Validation

Once the feature is activated, user-inputs will be examined for potentially harmful content. If such content is encountered, the system will either clean the harmful content or refuse to accept the harmful input and display an error message.

1 Configuration

node.conf

// enables comprehensive validation of input values 
// if set to true. requires tomcat-restart
$FEATURE['validation'] = true; 
// if activated no error reporting occurs instead invalid 
// content is removed silently (LiveEditor only)
$FEATURE["ignoreAntiSamyErrors"] = false;

2 Description

Inputs are not always validated, as implementers must be able to enter arbitrary inputs. Generally, those areas that should be made accessible only to implementers (e.g. Content.Admin, Page-Templates) are not covered by the validation feature. Instead, the permissions should be use to restrict access to these areas.

It is important to keep in mind that validation will be performed for inputs made after the feature has been turned on, but not for inputs entered while the feature was turned off. For this reason it is recommended to examine all existing user-created content for possible XSS attack vectors after turning on the feature.

The validation feature will work out-of-the-box for inputs such as messages to other users, or folder-names. Validation of edit operations on pages, however, is highly dependent on the tag-type implementation.

3 Validation of page-edit operations

For the purpose of validating edit operations on pages, we separate users into two groups, implementers and editors. The distinction is,that implementers have access to the Content.Admin area, where tag-types can be defined. Editors must not have access to the Content.Admin area.

When we say that a part of a tag-type must not be editable, we mean that the part must not be editable by an editor.
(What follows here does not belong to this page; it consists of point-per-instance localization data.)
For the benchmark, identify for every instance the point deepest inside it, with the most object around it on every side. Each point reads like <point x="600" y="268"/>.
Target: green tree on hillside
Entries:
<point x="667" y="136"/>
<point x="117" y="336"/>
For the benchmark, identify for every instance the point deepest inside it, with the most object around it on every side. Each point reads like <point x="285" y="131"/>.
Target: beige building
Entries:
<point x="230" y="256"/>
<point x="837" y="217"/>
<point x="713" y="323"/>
An editor is able to edit any parts that are defined as being editable. An Implementer can define whether a part is editable by setting the “editable” checkbox in the part-properties dialog, which can be accessed through the Content.Admin area.

Once the validation feature is turned on, edit operations performed on tags will be validated. The edit operations may be performed from the tag-list, or using the live-editor, or using the new Aloha-Editor – in each case the same form of validation will be done. The content-tag validation will require the tag-type implementation to conform to the following points:

HTML attributes in existing content (templates, tags, tagtypes) must not contain node-tags, with the exception of URL tags (wich have a default part-policy of “any URI”) all parts of tag-types, and only parts of tag-types, have keywords beginning with “part”. Tag-types themselves should not have keywords beginning with “part” page-templates and the “template” and “macros” parts, that are used in conjunction with Overview and Velocity parts, are not editable, and Overview parts are not changeable, and any input entered by editors that is processed by XNL tags and Overview and Velocity tags is performed in a safe manner. No errors will be displayed if these requirements aren’t fulfilled, but these requirements must be fulfilled in order for the validation to be secure.
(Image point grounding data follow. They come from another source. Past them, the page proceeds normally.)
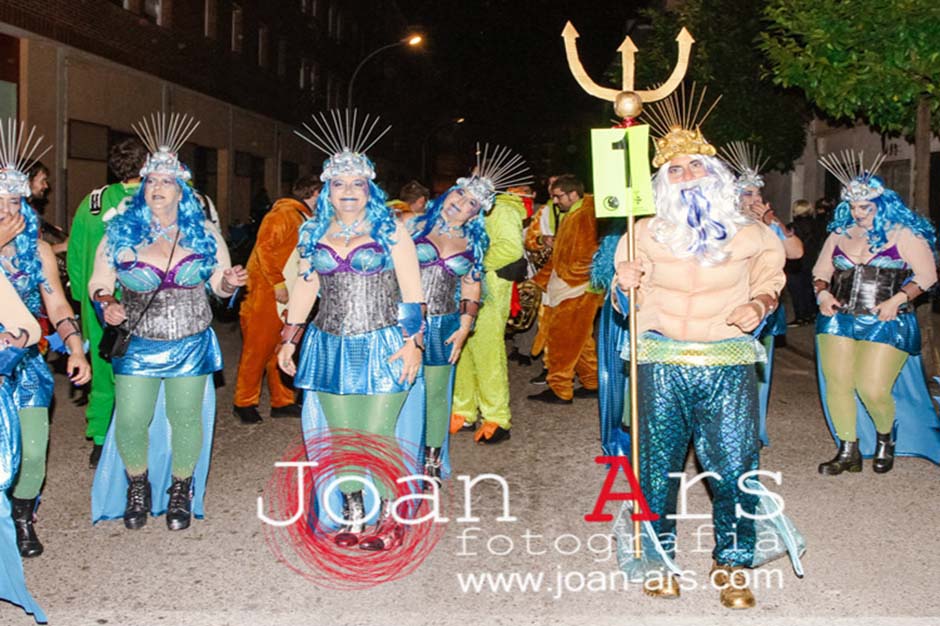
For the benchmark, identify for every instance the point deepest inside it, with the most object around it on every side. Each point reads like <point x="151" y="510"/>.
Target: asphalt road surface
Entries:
<point x="872" y="539"/>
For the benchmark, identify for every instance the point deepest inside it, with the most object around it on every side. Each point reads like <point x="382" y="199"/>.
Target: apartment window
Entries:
<point x="303" y="74"/>
<point x="330" y="91"/>
<point x="263" y="55"/>
<point x="897" y="176"/>
<point x="153" y="11"/>
<point x="237" y="35"/>
<point x="314" y="76"/>
<point x="134" y="6"/>
<point x="211" y="18"/>
<point x="282" y="57"/>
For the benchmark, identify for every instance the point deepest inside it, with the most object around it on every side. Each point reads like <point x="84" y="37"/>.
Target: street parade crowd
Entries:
<point x="391" y="318"/>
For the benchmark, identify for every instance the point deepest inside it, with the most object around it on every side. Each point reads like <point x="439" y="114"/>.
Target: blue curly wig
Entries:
<point x="26" y="260"/>
<point x="891" y="212"/>
<point x="380" y="216"/>
<point x="477" y="239"/>
<point x="602" y="265"/>
<point x="133" y="228"/>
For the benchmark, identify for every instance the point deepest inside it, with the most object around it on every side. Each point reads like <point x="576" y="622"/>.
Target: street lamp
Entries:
<point x="410" y="40"/>
<point x="427" y="141"/>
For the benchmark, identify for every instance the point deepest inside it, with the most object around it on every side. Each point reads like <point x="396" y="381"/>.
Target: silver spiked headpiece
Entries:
<point x="164" y="135"/>
<point x="18" y="153"/>
<point x="747" y="161"/>
<point x="341" y="136"/>
<point x="849" y="168"/>
<point x="495" y="171"/>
3.1 Node tags in HTML attributes

As an example for the first condition, consider the following:

<a href="<node some-part>"></a>

By default the validation mechanism assumes that node-tags are being used at the element-level, and not the attribute-level. For this reason, the default validation mechanism will allow e.g. “javascript:alert()” to be a valid input into the tag-part named “some-part”. This is an obvious XSS vulnerability.
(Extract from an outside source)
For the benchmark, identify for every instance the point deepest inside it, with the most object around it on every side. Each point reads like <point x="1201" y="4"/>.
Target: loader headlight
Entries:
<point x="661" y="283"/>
The exception is if “some-part” has an URL part-type – in this case, the validation mechanism will only allow valid URLs to be inserted. What constitues a valid URL is specified by an AntiSamy policy file, which only allows URLs that don’t constitute a XSS vulnerability.

If any parts are being used at the attribute-level, and are not of an URL type, a special policy may be configured for that part. The policy of a part can be configured in the part-properties dialog, which can be accessed by clicking on a part in the tag-type definition dialog.

The special policy to configure for parts that are used on the attribute-level is called “any-URI”. If validation of attributes other than URLs is desired, please get in touch with us.

The above example contains a node-tag in an HTML attribute value, and therefore special care must be taken so that it can be correctly validated. HTML attributes that do not contain node-tags, will be correctly validated automatically. Again, the AntiSamy policy file specifies how these attributes will be validated.

3.2 Keywords of tagtypes must not begin with “part”

The names of parts of tag-types must begin with the “part”. Editors must not be able to refer to the parts of a tag-type. Otherwise, a XSS attack may be formulated by combining several individual parts in ways not intended by the implementer.

For example: let part one contain the string '<a href="', and let part two be an editable part of an URL type, and let part three contain the string '"/>'. Editing a tag with these three parts will restrict the user to choose a URL which will be validated in a secure manner since it is of an URL type. However, if parts one and three could be freely resolved, a XSS attack may be formulated by accessing these two parts individually and substituting any arbitrary text for the URL part.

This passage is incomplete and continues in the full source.